Desestiman desaceleración del PIB en el tercer trimestre

El gerente de la División Estudios del Banco Central, Felipe Morandé, señaló que la desaceleración del ritmo de crecimiento de los agregados monetarios observada durante el primer trimestre, no anticipa una baja de la actividad económica en el tercera parte del año, como lo prevén algunos analistas del mercado.

18 de Mayo de 2000 | 12:08 | El Mercurio Online
SANTIAGO.- El gerente de la División Estudios del Banco Central, Felipe Morandé, señaló hoy que la desaceleración del ritmo de crecimiento de los agregados monetarios observada durante el primer trimestre del 2000, no anticipa una baja de la actividad económica en el tercera parte del año, como lo prevén algunos analistas del mercado.

Recordó que durante los últimos tres meses de 1999, los agregados mostraron una expansión inusual, principalmente por los temores de los agentes financieros respecto del cambio de milenio lo que llevó a una mayor demanda por liquidez.

"En el primer trimestre de este año se ha producido un factor de corrección respecto de lo que ocurrió en la segunda mitad de 1999 que implicó riesgos en la administración del sistema financiero por el cambio de milenio. Hubo una mayor demanda por el circulante y el M1A, frente a lo cual el BC proveyó de mayor liquidez para evitar que la mayor demanda estresara a los mercados financieros", comentó Morandé.

Agregó que en el primer trimestre, el sector privado redujo su demanda al tiempo que el instituto emisor retiró el exceso de liquidez, lo que ha afectado al crecimiento de los agregados monetarios.

"Por eso, es cuestionable proyectar un menor crecimiento del producto hacia el tercer trimestre por la baja que han exhibido los agregados monetarios... Yo esperaría un recuperación de la tasa de expansión de éstos durante el segundo trimestre, pero no a niveles del cuarto trimestre del 99, porque en ese período influyó el riesgo que se percibía en el mercado por el cambio de milenio",
dijo.

Al exponer en un encuentro organizado por el Centro de Estudios Públicos (CEP), Morandé sostuvo que en la medida que el producto efectivo y la demanda se recuperen con extremada lentitud, se producirán holguras importantes en la brecha PIB-PIB potencial, lo que redundará en menores presiones inflacionarias, lo que eventualmente incidiría en que la política monetaria no se endurezca.

"Creemos que la holgura va a prevalecer en el tiempo por un período prolongado. Por eso, anticipamos que la inflación se va a mantener dentro del rango meta de 2%-4%, pero más cerca del 3%... Si la expansión del gasto nos pone en una situación donde el producto efectivo tienda a irse muy por encima del potencial, eso va a tener una consecuencia inflacionaria en el futuro, lo que hará necesaria una reacción de la política monetaria ahora", afirmó.

Indicó que la proyección de crecimiento de la actividad de 6,2% para este año "es coherente, razonable y tranquilizadora" desde el punto de vista del escenario base contenido en el Informe de Política Monetaria, donde los riesgos en el mercado interno y externo están relativamente equilibrados.

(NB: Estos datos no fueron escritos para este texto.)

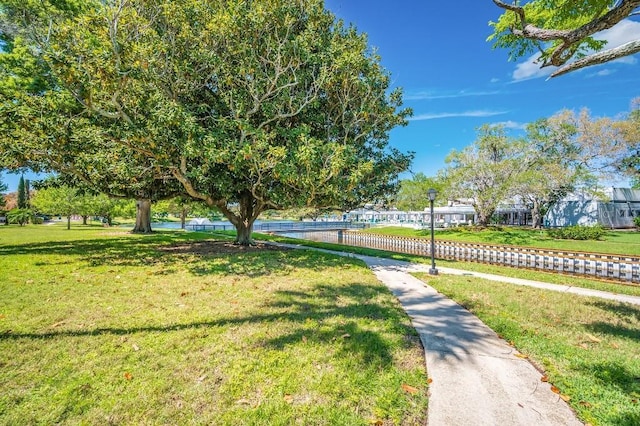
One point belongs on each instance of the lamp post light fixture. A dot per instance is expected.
(432, 196)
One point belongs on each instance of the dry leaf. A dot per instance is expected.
(593, 338)
(409, 389)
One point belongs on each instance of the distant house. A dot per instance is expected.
(615, 210)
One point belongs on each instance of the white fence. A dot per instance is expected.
(604, 266)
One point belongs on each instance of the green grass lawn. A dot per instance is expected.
(617, 242)
(98, 326)
(548, 277)
(589, 348)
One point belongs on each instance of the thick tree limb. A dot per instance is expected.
(601, 57)
(569, 39)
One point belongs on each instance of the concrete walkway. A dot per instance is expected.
(476, 377)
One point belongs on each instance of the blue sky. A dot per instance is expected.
(455, 81)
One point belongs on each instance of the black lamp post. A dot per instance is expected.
(432, 196)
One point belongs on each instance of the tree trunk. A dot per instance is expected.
(250, 209)
(143, 216)
(243, 232)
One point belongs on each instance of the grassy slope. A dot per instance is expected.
(102, 327)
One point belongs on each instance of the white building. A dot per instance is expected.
(615, 210)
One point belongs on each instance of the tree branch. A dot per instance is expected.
(626, 49)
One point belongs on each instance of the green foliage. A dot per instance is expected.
(19, 216)
(413, 192)
(548, 14)
(484, 171)
(578, 232)
(275, 104)
(22, 194)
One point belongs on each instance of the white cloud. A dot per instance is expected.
(531, 69)
(512, 125)
(425, 95)
(602, 73)
(476, 113)
(624, 32)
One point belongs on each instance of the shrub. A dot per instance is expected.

Precisó que si el comportamiento de todas las variables que inciden sobre el crecimiento económico y la inflación se modifica en los próximos meses, el próximo informe que se dará a conocer en septiembre tomará en cuenta los diversos escenarios, lo que podría incidir en las perspectivas.

Respecto de la inversión, sostuvo que ésta se recuperará una vez que se cope la capacidad instalada de las empresas. Sin embargo, se mostró confiado en que la menor tasa de expansión que exhibirán los proyectos mineros se verán compensados con los de otros sectores productivos.

Finalmente, Morandé puntualizó que la brecha gasto-producto del año 97 y principios de 1998, permite concluir que "no es saludable que la demanda se expanda rápidamente, a menos que el producto potencial tenga similar comportamiento".